Opposers of the Act have criticised Prime Minister Modi’s motives. They argue that if he was concerned about protecting minorities within close proximity to India’s boarders, he should’ve allowed the Act to include those facing severe cases of persecution such as the Ahmadi community in Pakistan and the Rohingya in Myanmar. Instead, the government has filed a motion with the Supreme Court to deport Rohingya refugees from the country. Modi stands by his actions however, expressing that this bill is not anti-Muslim, but many are still highly concerned with the links this stance shows to Hindu nationalism.
Some officials have not been as discrete with their motives. The Chief Minister of Gujarat,Vijay Rupani, explained how Muslims have 150 different countries that can choose to reside in, but for Hindus there is only one option; India.
Economists have a different quarrel with the Prime Minister however. They claim that the CAA, while devastating to millions in its own right, is a smokescreen for domestic problems that occurred on the Prime Minister’s watch, such as a decrease in national employment and an economic downturn. They claim how the protests have actually distracted the public and the media from the problems with India’s economy.
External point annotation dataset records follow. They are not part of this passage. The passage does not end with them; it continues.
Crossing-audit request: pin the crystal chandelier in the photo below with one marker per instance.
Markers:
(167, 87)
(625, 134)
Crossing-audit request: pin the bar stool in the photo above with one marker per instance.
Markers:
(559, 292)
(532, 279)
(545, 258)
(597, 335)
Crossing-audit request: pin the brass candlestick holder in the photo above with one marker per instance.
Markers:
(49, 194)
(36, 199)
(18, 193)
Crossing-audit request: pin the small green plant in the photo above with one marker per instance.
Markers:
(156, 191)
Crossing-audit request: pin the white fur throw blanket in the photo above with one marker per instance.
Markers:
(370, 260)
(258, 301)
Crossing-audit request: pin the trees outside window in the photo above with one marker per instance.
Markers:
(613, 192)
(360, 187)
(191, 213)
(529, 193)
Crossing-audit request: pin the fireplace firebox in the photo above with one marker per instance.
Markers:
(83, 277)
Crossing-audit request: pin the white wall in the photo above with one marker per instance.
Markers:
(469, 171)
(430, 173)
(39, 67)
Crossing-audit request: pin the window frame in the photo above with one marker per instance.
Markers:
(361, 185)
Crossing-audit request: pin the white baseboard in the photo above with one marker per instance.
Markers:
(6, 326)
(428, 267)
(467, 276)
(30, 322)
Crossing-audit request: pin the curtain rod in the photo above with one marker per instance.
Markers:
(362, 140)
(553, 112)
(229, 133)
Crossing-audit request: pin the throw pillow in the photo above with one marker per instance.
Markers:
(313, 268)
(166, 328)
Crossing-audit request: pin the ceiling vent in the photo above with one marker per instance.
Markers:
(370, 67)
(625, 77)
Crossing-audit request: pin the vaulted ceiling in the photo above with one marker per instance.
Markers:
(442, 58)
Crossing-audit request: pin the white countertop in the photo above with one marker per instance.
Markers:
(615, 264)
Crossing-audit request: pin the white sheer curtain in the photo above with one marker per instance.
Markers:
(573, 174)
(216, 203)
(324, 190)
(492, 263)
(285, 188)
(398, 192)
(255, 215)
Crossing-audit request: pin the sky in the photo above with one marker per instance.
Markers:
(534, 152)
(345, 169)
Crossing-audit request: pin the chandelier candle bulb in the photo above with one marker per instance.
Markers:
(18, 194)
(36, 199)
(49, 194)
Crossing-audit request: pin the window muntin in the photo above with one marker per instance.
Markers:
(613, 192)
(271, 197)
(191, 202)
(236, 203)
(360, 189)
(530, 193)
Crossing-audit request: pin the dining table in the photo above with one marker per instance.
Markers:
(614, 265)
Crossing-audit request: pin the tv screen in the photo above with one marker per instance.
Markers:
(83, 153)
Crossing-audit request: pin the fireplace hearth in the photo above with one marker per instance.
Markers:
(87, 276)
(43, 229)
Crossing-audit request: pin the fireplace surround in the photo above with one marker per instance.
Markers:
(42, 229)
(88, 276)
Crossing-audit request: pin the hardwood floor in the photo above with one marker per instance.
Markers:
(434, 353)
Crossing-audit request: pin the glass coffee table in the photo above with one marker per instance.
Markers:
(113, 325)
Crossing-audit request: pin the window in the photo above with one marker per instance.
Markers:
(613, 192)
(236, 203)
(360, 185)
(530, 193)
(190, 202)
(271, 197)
The CAA has created widespread fear for the Indian Muslim community, but it has also redefined the concept of Indian identity while bringing decade long underlying religious tensions in the nation to the surface. According to India’s constitution, it is a secular nation that will not make religion a condition of citizenship. This new law contradicts this sentiment by excluding the Muslim community from the new amnesty, while public dissent and the right to protest to this are being called unacceptable by the government.
Despite ongoing border disputes, India has the second largest Muslim population in the world. Yet, for many this new legislation has put their home under threat. Where religion can offer hope to so many, this has proved that when it is met with hostility, it also has the power to bring despair.